Papal Bull of Pope Julius III – Rome, 1554 – Burning of the Talmud and Establishment of Official Censorship – Rare Historical Document

Opening: $8,000
Sold for: $35,000
Including buyer's premium
Printed papal bull – Cum sicut nuper, by Pope Julius III (1550-1555). Rome: Antonio Blado, May 29, 1554. Latin.
A rare document of extraordinary historical importance, maintaining and expanding the ordinances to burn the Talmud in Italy, and establishing an official censorship body responsible for examining Hebrew books.
The bull was published about nine months after the public burning of the Talmud in Campo de' Fiori, Rome, on the first day of Rosh Hashanah (1st Tishrei), September 9, 1553. It is addressed to Church authorities throughout the Christian world (patriarchs, archbishops, bishops and local authorities). The bull reinforces the directive to collect and burn all copies of the Talmud, and expands the prohibition to any Hebrew book – print or manuscript – that makes any statement or insinuation against Jesus, or contains blasphemy and censure of the Christian faith. Other Hebrew books are declared permitted, providing their content is officially condoned by an authorized Church censorship committee.
The bull instructs Church authorities to inform all Jewish communities within their jurisdiction that in four months' time, synagogues, community institutions and private homes were to be thoroughly searched for prohibited books. These offending books will be publicly burned, and their owners severely punished by heavy fines, confiscation of property and the "utmost corporal punishment", up to the death penalty, as apostates. It annuls any previous privilege or indulgence in contradiction to it, and permits invoking the secular authorities for enforcement.
Despite its severity, the bull in fact granted some leniency as opposed to the existing conditions: it forbids molestation of Jews for books that do not contain censure of Christianity, and determines a regulatory system for the deletion of anti-Christian content. In point of fact, the Jews of Italy were indeed relieved, as the policy did not demand a wholesale burning of the Talmud and Hebrew books, but only expurgation of passages viewed as blasphemous or otherwise offensive.
Large woodcut with coat of arms on first page (papal tiara with two crossed keys).
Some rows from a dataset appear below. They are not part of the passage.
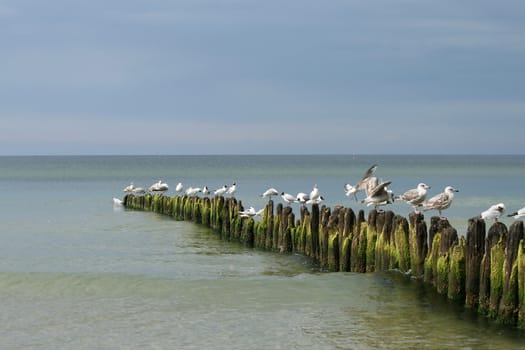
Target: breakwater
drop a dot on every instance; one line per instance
(483, 270)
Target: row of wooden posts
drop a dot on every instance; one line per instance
(485, 271)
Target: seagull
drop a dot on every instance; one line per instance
(288, 198)
(315, 193)
(139, 190)
(302, 197)
(494, 212)
(159, 187)
(378, 194)
(361, 185)
(128, 188)
(318, 200)
(415, 196)
(518, 214)
(232, 189)
(250, 212)
(221, 190)
(440, 201)
(269, 193)
(191, 191)
(117, 201)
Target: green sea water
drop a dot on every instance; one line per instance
(77, 272)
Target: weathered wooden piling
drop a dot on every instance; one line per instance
(485, 272)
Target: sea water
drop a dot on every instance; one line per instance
(78, 272)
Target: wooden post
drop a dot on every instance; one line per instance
(418, 243)
(508, 308)
(491, 278)
(358, 254)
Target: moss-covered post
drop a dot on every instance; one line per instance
(436, 268)
(323, 237)
(334, 228)
(474, 252)
(287, 223)
(247, 233)
(358, 254)
(314, 229)
(375, 223)
(491, 279)
(457, 275)
(508, 308)
(385, 242)
(345, 239)
(521, 283)
(401, 244)
(418, 243)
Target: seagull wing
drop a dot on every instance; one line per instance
(379, 189)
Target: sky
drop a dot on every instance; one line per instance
(262, 77)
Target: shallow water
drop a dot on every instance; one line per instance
(75, 272)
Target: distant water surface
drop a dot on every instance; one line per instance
(75, 272)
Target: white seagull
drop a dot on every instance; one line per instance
(288, 198)
(191, 191)
(415, 196)
(302, 197)
(221, 190)
(517, 214)
(159, 187)
(128, 188)
(318, 200)
(494, 212)
(315, 193)
(378, 193)
(139, 190)
(232, 189)
(270, 192)
(440, 201)
(250, 212)
(362, 184)
(117, 201)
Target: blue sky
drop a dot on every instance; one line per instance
(262, 77)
[1] folded leaf (3 printed pages). 29.5 cm. Good condition. Stains and minor defects. Open tear to top of first leaf (not affecting text). Bound (sewn) in new paper wrapper, with front endpaper.

Reference:
1. Attilio Milano, Il ghetto di Roma, Roma: Staderini, 1964, p. 64 and fig. 9.
2. Shlomo Simonsohn, The Apostolic See and the Jews, Documents: 1546-1555, Toronto: Pontifical Institute of Mediaeval Studies, 1990, pp. 2920-2921.
3. Kenneth R. Stow, "The Burning of the Talmud in 1553", Bibliothèque d’Humanisme et Renaissance, XXXIV, 3 (1972), pp. 435-459.

Rare. To the best of our knowledge, this bull has never before been offered at auction.